Environmental, Social and Governance (ESG) is not a new concept. The phrase was coined in 2005 by the United Nations Environment Programme Initiative which formed the start of the sustainable investment movement that is widely used today.
Where ESG was traditionally used by environmentally and socially conscious investors to screen investments, it is being used more widely today amongst investors as well as within businesses to measure their non-financial performance indicators. And at a time where there is a global drive towards a low carbon future, there is growing pressure for businesses to prioritise sustainability by implementing ESG measures.
This is particularly relevant to the mining industry due to its large environmental impact and, as a result, the industry faces pressure to reduce the effect it has on the environment and society and improve its governance. However, setting ambitious ESG targets is just the beginning. The real focus should be on ensuring these ESG targets are, in fact, achieved.
Making ESG targets a reality
The solution to achieving ESG targets depends on:
- Culture and leadership – setting the tone from the top, leaders must foster a culture that encourages sound environmental, social and governance practices.
- Strategy – the business strategy must include strong commitments to ESG and explain how these will be achieved.
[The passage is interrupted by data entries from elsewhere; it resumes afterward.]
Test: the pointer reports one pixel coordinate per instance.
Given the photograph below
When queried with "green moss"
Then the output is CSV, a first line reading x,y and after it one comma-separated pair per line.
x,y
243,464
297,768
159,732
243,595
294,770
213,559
- A business’s operating models – these should be set-up to address ESG-related opportunities, challenges and risks.
- Transparency, accountability and collaboration – organisations should ensure that ESG targets are clear and that they are woven into a business’s operations so that all departments and organisational levels are working towards achieving the same overarching goals.
- An effective governance and reporting framework – this enables a business’s decision-making to be aligned with its ESG targets and to demonstrate results.
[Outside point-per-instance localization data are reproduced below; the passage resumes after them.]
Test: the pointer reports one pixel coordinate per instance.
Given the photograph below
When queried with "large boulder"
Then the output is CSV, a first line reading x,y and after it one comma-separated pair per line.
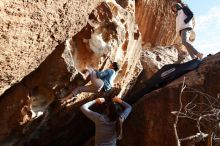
x,y
109,31
30,31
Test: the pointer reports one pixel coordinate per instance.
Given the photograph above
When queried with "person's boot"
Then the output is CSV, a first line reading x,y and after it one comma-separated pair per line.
x,y
199,55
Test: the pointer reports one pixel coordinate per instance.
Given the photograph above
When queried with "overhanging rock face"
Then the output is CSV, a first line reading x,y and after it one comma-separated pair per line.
x,y
30,31
110,31
151,119
156,21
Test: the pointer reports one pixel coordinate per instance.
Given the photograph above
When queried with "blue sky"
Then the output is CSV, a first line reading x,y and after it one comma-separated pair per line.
x,y
207,28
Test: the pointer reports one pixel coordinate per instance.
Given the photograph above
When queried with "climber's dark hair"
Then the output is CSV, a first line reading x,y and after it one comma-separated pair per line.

- Recruitment of experienced and qualified talent to facilitate accountability and mobilise the business towards achieving its ambitious targets.
- Investing in and implementation of technology – environmental technology enhances mining operations making them cleaner and more efficient, while management technologies enable stakeholders to facilitate accountability.
At a time where there is a desperate need and focus shift towards a low carbon future, industries – and in particular, the mining industry – are receiving increasing pressure to prioritise ESG. While setting ambitious ESG targets is an important start, businesses can implement several steps to turn these into reality.